# {RESOLVED}CPU unworkable



## bobi (Feb 23, 2001)

After a power outage I now get the message 'CPU IS UNWORKABLE OR HAS BEEN CHANGED, PLEASE RECHECK-CPU SOFT MENU' 

What steps do I take to correct this. Thanks for any help.


----------



## Triple6 (Dec 26, 2002)

Sounds like the bios settings were lost. below that message it should say Press F2(or del or something) to enter setup. press that key. In the bios find the area were it says Load bios defaults or Optimal configuration (all bios' are different) and press enter. then find the settings for the CPU - could have its own catagory or may be under advanced - make sure it shows your correct vcpu speed - change it if you have to. Exit and save. The message should be gone now.


----------



## bobi (Feb 23, 2001)

PROBLEM SOLVED
THANK YOU SO VERY MUCH!

BOBI


----------



## Lacko (Aug 18, 2003)

Hi Triple6!

(sorryí for that method, but I could'nt do that another way ..)

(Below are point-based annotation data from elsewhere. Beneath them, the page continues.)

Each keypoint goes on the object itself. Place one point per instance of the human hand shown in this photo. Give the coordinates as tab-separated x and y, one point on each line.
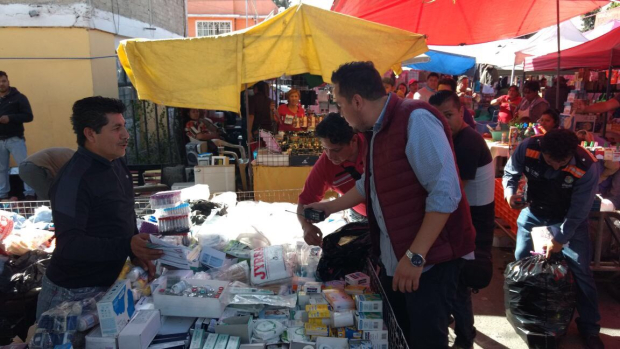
516	202
312	235
552	247
140	249
406	277
148	266
321	206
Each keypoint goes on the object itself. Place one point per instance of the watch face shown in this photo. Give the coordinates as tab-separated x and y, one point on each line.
417	260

I have similar problem like bobi had. 
When I switch my computer on, I can't see normal the display, it has dissension, so I couldn't see anything on it, but if I go to bios (of course blind) and go to 'save and exit' , I push 'yes', the computer will reboot and I have a clear display, so I can read it; then,in this phase, I get an error message 'CPU IS UNWORKABLE OR HAS BEEN CHANGED, PLEASE RECHECK CPU SOFT MENU'.
Please help me, or suggest a people who has seen something like that.
Thanks in advance, Lackó


----------